4-RIDE expands budget

Students taking 4-RIDE next fall should experience shorter wait times, as the University is allocating more funds to hire more drivers and purchase additional vehicles for the escort service.

The service received an additional $181,000 for next year to supplement its current budget of $500,000, University Police Chief Dolores Stafford said.

“We asked for the increase to improve the current service as we offer it and to make that service as efficient as possible,” Stafford said.

She said the funds will allow her to hire six drivers and purchase four additional vehicles. Currently, 4-RIDE employs 10 drivers and has a fleet of 10 vehicles.

She estimated that additional drivers and vehicles will shorten wait times by 10 minutes. Currently, students experience an average wait time of 20 to 25 minutes, Stafford said.

Students said they hope 4-RIDE service will improve because of the increase in funding.

“I’m happy there are going to be more vehicles because people get disgruntled waiting for 4-RIDE,” freshman Dana Ropper said. “The school is very smart to put more money into a service students actually use.”

Others said 4-RIDE does not need an increase in funding.

“Right now, we don’t need an increase in vans,” freshman Rob Corre said. “I don’t wait long now and I never had a problem …it’s doing it’s job right now without any increase.”

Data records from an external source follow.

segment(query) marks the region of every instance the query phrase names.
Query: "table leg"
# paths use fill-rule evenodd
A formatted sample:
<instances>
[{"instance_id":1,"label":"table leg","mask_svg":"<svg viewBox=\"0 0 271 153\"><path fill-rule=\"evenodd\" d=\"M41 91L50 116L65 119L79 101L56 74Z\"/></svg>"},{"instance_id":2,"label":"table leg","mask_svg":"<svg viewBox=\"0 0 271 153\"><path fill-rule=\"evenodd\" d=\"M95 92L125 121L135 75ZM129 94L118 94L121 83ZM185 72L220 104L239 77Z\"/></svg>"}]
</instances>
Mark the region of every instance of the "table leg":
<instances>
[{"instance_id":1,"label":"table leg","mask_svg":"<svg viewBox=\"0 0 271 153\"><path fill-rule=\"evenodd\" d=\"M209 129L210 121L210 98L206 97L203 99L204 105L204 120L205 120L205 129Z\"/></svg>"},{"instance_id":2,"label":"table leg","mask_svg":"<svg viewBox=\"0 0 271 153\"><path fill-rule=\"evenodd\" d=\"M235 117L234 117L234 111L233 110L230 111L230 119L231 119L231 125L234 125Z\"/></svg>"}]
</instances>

Stafford said she made the request for more funds after the service saw a 41 percent increase in use during the past year. Administrators said that the service would be receiving an increase in February but didn’t disclose specific figures until last week.

Stafford also said UPD implemented a new computerized phone system earlier this month, eliminating the busy signals students heard when calling 4-RIDE in the past. The system, which puts each caller on hold, allows 4-RIDE dispatchers to answer each individual call in the order in which students call.

Stafford said the new system was implemented after students complained about not being able to get through to a dispatcher. Previously, one operator handled five phone lines.

“When dispatchers put people on hold, it makes their job a lot less hectic,” Stafford said.

Some students said the new system has not improved accessibility to dispatchers.

“With the (new system), they answer your call in 10 or 15 minutes,” freshman Bobby Thomson said. “I always hang up and call again until someone answers my call.”

Stafford said the increased funds would enhance campus safety, adding that it does not matter why students used 4-RIDE.

“We don’t want students walking alone at night,” Stafford said. “(By using 4-RIDE), there will be less of an opportunity for students to be victims of crime.”

“If they’re using the escort service, then it increases safety,” Stafford added. “We don’t ask why they use the service.”

UPD is also considering adding another Colonial Express route that would make stops at the Marvin Center, The Aston, Pennsylvania House and City and New halls, Stafford said.

Stafford said UPD is not looking into increasing 4-RIDE hours or extending its service boundaries. Currently, the service takes students to any destination on or within campus boundaries from 7 p.m. to 6 a.m. every day.

Stafford also said 4-RIDE will not transport students to and from the recently purchased Gallery in Rosslyn, Va. She said a limited service shuttle to the residence hall will be provided but would not disclose any other details.